On 14.04.20 12:18, Walter Bright wrote:
> On 4/13/2020 11:18 PM, lstfmk wrote:
>> While learning Rust, I came up with an alternative strategy to prove 
>> memory safety. So I created this thread on the Rust user forums:
>> https://users.rust-lang.org/t/alternative-to-borrow-checking-and-explicit-lifetimes/40906 
>>
>>
>> The post is a rough sketch of my strategy and is certainly could be 
>> more thorough. It is intentionally so such that you get a gist of the 
>> strategy. Though I am certain D could not implement this without 
>> breaking backward compatibility by a huge margin, I post here just so 
>> that it could be at least considered as I've heard that work on a 
>> lifetime/borrowing system is going on to be included in D.
>>
>> My strategy doesn't impose any borrow restrictions and doesn't require 
>> explicit lifetime annotations at all, while seeming to provide the 
>> same guarantees that Rust's borrow checker currently provides. 
>> Currently, the borrow checker imposes the limit that you can have 
>> either one mutable reference to an object (or) multiple immutable 
>> references to the object.
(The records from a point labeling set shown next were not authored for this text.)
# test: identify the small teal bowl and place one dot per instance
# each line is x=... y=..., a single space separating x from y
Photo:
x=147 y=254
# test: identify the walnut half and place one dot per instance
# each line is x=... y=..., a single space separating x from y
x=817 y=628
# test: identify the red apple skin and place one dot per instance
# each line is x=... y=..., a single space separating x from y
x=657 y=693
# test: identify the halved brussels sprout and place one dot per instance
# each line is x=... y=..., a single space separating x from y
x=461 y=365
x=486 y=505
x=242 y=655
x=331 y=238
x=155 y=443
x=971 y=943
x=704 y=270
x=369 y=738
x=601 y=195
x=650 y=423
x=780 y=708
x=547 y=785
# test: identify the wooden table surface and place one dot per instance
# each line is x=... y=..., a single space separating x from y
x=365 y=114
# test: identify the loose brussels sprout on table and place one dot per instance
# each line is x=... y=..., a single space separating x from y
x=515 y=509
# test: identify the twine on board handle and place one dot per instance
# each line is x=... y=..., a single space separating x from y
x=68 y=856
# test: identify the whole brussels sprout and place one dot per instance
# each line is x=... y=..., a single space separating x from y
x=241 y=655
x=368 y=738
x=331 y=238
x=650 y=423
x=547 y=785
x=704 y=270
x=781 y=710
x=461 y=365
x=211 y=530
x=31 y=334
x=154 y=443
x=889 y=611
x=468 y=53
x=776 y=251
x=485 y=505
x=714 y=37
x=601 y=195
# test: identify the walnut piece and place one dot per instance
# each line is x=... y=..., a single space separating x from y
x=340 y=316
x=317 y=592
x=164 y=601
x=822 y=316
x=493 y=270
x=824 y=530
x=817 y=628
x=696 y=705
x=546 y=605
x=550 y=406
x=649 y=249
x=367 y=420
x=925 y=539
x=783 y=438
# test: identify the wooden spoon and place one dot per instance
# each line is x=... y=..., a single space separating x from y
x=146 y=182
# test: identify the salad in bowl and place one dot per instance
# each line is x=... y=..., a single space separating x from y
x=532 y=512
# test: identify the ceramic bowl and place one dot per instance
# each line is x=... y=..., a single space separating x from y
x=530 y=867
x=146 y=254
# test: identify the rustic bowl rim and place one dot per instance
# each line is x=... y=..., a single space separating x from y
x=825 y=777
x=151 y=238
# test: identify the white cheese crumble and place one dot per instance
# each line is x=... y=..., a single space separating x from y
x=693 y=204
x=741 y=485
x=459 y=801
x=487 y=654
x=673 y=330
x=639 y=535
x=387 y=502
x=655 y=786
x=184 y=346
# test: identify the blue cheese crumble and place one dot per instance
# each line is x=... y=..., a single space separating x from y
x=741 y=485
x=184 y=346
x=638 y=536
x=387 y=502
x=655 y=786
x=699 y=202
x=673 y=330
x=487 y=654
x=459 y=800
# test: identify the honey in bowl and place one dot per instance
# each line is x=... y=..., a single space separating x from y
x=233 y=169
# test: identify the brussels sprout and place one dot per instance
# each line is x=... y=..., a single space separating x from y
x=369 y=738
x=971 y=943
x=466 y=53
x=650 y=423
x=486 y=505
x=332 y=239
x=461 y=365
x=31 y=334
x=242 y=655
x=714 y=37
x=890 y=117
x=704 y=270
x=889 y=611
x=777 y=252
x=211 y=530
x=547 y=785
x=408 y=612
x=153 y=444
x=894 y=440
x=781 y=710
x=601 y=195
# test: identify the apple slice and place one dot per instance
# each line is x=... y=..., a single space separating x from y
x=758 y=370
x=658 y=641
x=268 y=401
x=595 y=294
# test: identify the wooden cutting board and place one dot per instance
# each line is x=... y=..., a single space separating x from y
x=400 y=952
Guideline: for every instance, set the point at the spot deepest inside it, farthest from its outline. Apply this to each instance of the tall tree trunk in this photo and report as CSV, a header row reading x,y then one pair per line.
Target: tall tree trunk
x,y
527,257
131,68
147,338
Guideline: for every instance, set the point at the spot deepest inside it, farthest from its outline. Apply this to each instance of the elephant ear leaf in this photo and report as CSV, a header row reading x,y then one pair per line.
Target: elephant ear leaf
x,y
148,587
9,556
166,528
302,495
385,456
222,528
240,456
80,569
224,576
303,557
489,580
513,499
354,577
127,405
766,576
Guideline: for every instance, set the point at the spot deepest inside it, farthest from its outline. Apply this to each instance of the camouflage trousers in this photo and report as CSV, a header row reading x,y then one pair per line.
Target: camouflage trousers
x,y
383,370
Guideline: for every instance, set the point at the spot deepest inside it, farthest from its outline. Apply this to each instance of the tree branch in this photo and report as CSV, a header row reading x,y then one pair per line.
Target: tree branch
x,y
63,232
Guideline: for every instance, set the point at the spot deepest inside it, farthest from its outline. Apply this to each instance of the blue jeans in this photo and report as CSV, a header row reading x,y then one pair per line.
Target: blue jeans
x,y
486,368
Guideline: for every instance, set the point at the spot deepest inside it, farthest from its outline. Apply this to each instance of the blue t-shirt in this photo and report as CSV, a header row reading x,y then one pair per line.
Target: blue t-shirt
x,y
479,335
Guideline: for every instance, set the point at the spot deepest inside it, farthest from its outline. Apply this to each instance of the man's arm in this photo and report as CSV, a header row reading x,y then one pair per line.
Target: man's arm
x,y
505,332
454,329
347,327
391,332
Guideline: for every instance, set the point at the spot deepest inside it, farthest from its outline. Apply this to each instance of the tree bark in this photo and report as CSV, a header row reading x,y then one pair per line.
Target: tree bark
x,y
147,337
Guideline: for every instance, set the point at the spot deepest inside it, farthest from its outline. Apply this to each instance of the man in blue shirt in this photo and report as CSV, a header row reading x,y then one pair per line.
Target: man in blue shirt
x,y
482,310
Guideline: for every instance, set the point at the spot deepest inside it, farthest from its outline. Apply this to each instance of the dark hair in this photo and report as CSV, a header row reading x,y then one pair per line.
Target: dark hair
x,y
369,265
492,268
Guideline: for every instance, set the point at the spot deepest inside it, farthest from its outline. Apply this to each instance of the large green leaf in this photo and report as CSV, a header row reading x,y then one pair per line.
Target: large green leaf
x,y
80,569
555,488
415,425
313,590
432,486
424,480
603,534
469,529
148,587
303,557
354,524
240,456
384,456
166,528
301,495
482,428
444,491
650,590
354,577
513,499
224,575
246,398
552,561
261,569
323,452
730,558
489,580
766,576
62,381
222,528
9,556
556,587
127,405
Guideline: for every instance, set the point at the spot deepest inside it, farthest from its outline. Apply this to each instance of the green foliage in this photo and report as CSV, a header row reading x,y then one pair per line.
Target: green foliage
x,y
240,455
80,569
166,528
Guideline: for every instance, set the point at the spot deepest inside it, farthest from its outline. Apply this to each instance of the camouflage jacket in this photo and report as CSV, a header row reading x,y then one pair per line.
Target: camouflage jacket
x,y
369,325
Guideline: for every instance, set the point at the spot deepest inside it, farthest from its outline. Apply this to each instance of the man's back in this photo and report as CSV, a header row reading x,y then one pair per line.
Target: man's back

This exclusiveness currently makes Rust feel 
>> very restrictive, not to mention explicit lifetime annotations.
>>
>> Regarding analysis complexity, I suspect my strategy is much simpler 
>> than Rust's current borrow checker since it works with scope-based 
>> lifetimes very well. Rust's technique is to lower the Rust code to a 
>> middle-level IR to take into account what is called non-lexical 
>> lifetimes(NLL) which are inferred using some sort of liveness 
>> analysis. This NLL consideration was added 2 years ago before which 
>> Rust was even more restrictive.
> 
> Thank you for posting this, it's good to see more effort in this direction.
> 
> D's current Ownership/Borrowing system

I would not call it that. It does not currently enforce ownership or 
borrowing invariants.

> does do NLL, and uses Data Flow Analysis to achieve it.
> ...

Do you have an example where that helps? Testing with DMD 2.091.0, it 
does not seem possible to encode the simple examples on 
https://doc.rust-lang.org/edition-guide/rust-2018/ownership-and-lifetimes/non-lexical-lifetimes.html

void ignore(int* p){}
void main()@live{
     int x=5;
     auto p=&x;
     x=3; // should fail, but compiles
     *p=4;
     ignore(p); // not necessary in Rust
}

void ignore(int* p){}
void main()@live{
     int x=5;
     auto p=&x;
     *p=4;
     x=3;
     ignore(p); // not necessary in Rust
}

Maybe the problem is that taking a local variable's address results in 
an owning pointer instead of a borrowing pointer, but that would not 
make any sense. How can a pointer ever own stack memory? Also, it 
appears that in a @safe function, it is impossible to ever dispose of 
such a pointer as it is both `scope` and has to be freed explicitly.

@live also allows the address of the same local variable to be taken 
multiple times:

void main()@live{
     int x=5;
     auto p=&x;
     auto q=&x;
     *p=4;
     *q=5;
     writeln(*p," ",*q);
     ignore(p);
     ignore(q);
}

> Like Rust, D's O/B checking is done on a per-function as a whole basis, 
> and relies on the function signatures being correct.
> ...

Rust _checks_ that the function signatures are correct and lifetime 
annotations allow the analysis to remain precise when it crosses 
function boundaries.